O encontro tratou de assuntos ligados à fiscalização da agência, como transporte rodoviário intermunicipal de passageiros, rodovias estaduais pedagiadas, transporte ferroviário, operação de balsas em rios estaduais, serviços de saneamento básico nos municípios conveniados com a Ager-MT e distribuição de gás natural canalizado.

Representando a Prefeitura de Lucas do Rio Verde, o diretor do Serviço Autônomo de Água e Esgoto (SAAE), Paulo Nunes, destacou a importância do encontro. “As ouvidorias, logicamente, são muito importantes, é onde o cidadão se manifesta, faz reclamações, faz reivindicações. Foi muito importante esse evento e acredito que isso só vem a somar para nossas ações futuras”, comentou o diretor.
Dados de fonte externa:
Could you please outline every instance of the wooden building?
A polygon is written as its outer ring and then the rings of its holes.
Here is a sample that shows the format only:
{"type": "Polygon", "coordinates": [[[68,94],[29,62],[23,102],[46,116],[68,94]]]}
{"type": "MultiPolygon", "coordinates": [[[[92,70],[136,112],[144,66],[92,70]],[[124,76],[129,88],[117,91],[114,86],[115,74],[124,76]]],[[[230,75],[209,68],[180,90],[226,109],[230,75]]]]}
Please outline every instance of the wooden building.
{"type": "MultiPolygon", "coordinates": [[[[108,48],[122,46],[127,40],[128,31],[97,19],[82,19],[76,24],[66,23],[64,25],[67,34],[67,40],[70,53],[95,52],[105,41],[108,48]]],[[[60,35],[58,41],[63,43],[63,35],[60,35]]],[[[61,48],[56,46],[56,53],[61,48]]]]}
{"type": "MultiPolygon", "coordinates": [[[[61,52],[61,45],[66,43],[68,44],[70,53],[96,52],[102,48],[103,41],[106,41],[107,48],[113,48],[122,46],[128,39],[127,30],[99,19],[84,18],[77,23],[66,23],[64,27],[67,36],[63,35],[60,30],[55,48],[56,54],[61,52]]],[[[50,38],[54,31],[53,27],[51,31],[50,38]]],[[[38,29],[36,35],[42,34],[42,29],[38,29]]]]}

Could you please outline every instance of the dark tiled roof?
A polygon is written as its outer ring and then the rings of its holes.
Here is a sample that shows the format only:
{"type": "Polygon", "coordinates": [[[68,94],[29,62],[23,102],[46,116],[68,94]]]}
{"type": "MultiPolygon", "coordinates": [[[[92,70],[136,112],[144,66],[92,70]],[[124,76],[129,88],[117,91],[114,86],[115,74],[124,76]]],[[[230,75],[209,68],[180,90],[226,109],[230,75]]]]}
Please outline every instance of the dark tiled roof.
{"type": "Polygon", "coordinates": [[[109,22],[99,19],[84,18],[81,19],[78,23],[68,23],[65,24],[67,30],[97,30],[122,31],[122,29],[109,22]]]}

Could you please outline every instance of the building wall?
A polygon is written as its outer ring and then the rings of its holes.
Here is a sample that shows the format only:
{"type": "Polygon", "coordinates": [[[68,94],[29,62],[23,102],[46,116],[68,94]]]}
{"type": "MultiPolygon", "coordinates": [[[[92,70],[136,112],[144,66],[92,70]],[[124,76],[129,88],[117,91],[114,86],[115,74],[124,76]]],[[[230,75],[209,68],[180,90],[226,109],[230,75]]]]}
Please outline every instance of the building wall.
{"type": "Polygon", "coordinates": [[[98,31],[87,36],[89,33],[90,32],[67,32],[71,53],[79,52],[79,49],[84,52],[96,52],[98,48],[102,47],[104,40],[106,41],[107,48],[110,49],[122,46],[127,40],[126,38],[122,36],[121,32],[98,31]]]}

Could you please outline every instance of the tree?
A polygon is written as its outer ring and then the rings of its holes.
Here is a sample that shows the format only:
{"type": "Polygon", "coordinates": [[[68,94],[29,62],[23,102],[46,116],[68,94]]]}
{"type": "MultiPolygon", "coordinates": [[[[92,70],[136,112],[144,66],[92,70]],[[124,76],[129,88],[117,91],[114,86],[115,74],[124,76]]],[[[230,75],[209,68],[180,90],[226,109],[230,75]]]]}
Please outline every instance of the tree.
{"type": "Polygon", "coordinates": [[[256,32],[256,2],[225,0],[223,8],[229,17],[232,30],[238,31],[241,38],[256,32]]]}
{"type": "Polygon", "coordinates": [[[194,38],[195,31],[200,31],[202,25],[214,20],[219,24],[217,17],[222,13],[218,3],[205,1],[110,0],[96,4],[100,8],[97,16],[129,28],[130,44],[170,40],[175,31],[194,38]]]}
A audiência contou ainda com a participação de Luis Alberto Nespolo, presidente da Ager; Clarice Zunta, superintendente de Ouvidoria; Aroldo Lunar Cavalcante, diretor regulador de Administração Sistêmica da Ager; da vice-presidente da Câmara Municipal, vereadora Nadir Santana; da ouvidora da Prefeitura, Cleonice Pereira da Silva; e do ouvidor da Câmara, João Nunes.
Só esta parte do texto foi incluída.